Note: The following is part of a series of columns about early shipping in Georgia and Bulloch County.
Georgia's Royal Gov. Sir James Wright wrote in 1768, "Last year we made 17,000 barrels (of rice), and from Loading only 42 Sail of Vessels (in 1760) we have loaded 185 in (1767)."
In 1772, more than 160 ships totaling 12,124 tons and employing 1,700 sailors cleared the customs house. In addition, documents show merchants and planters in the Savannah area were acquiring their own fleets.
Reports indicate some 20 brigs, 10 coastal vessels, one scow, five ships and some 15 sloops and schooners, as well as numerous cotton boxes, flats, pole boats and rafts were owned by coastal merchants and planters.
Sailing ships came in many sizes. A schooner was a sailing ship with fore-and-aft sails on two masts.

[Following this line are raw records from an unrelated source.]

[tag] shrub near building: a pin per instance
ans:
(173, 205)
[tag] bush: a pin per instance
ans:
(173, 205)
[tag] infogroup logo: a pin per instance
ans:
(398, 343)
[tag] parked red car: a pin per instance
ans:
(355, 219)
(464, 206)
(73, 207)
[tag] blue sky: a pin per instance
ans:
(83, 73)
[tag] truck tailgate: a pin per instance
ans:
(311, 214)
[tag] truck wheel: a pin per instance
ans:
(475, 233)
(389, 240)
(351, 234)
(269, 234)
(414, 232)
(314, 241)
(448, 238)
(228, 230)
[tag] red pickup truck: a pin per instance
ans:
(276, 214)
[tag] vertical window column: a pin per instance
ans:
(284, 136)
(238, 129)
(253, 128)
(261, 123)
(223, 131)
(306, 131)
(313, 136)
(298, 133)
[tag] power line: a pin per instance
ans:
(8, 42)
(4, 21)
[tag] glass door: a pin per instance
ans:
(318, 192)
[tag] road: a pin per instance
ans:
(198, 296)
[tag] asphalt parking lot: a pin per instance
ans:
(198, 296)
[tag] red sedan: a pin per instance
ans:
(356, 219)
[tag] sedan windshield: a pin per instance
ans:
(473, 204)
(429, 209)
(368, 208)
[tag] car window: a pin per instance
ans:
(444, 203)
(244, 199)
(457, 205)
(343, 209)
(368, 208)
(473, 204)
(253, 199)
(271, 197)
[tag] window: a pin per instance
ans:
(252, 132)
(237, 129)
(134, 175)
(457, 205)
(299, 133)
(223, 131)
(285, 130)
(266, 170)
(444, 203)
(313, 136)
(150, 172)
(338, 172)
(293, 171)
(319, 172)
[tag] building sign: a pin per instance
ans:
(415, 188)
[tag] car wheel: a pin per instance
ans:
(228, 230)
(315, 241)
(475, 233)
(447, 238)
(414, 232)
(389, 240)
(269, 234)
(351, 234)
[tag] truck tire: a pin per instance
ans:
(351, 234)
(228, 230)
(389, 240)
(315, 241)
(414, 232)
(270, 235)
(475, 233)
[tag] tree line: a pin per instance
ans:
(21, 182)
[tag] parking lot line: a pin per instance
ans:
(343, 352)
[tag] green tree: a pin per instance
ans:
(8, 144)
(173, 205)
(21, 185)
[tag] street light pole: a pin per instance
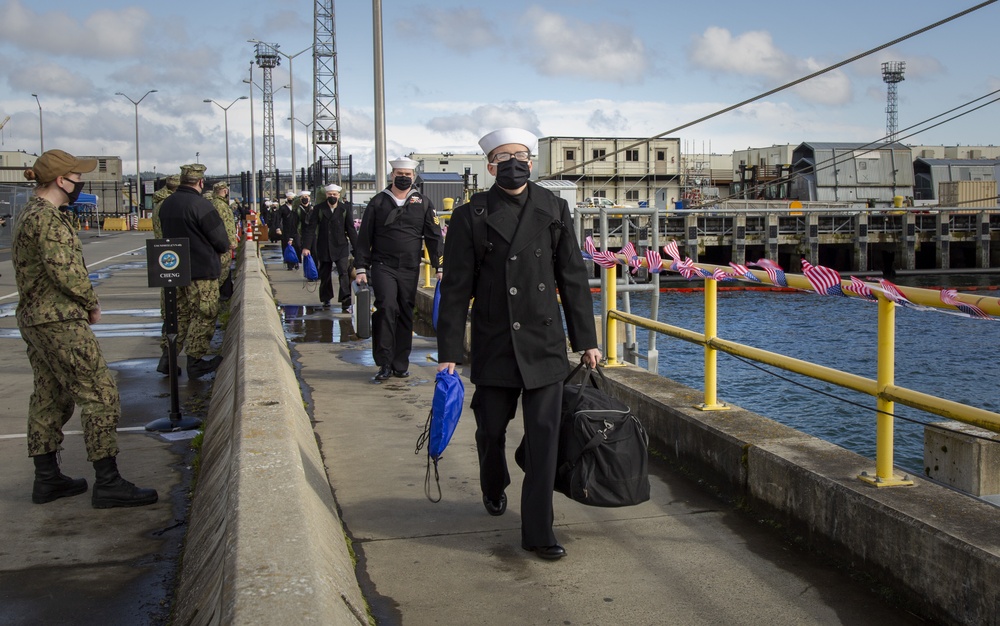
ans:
(291, 96)
(225, 112)
(41, 133)
(138, 179)
(308, 132)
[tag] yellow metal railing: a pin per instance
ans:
(883, 388)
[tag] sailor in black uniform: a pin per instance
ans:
(396, 224)
(518, 344)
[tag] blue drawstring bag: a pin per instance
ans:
(309, 269)
(446, 408)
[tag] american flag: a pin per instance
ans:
(860, 288)
(893, 293)
(720, 275)
(672, 251)
(950, 296)
(654, 261)
(744, 272)
(824, 280)
(605, 258)
(687, 268)
(774, 271)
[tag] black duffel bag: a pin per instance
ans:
(602, 446)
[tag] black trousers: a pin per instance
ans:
(392, 322)
(495, 407)
(325, 269)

A brig was a two-square rigged masted vessel, and a barque or bark was a vessel with three or more masts.
James Habersham, one of the wealthiest Savannah merchants, wrote friends in London that there were "a greater number of Vessells in the Savannah harbour than has ever been known here at any one Time."
What's more, Habersham declared that "the Demand for our Produce ... is so very great, that I am afraid, we have scarcely sufficient on Hand to give the Vessells now here ... the necessary Dispatch."
Documents show that Georgia's exports were almost exclusively sent to Britain. In the 1770s, this trade was almost exclusively limited to deer skins, indigo, rice and silk. However, the trade in naval stores (rosin and turpentine), barrel staves, shingles and timber had begun to flourish.
In fact, records show that in 1772, Georgia shipped 3.5 million wooden shingles, almost 1 million barrel staves and more than 2 million feet of lumber to England.
By the end of the American Revolution, despite the state remaining a royal colony, trade between Georgia and England had been reduced, with only 5 percent of American exports shipped to England.
In addition, the sea coast rice culture began to play a much smaller part in the overall trade picture as Eli Whitney and his development of the cotton gin in 1793 sparked the cotton revolution.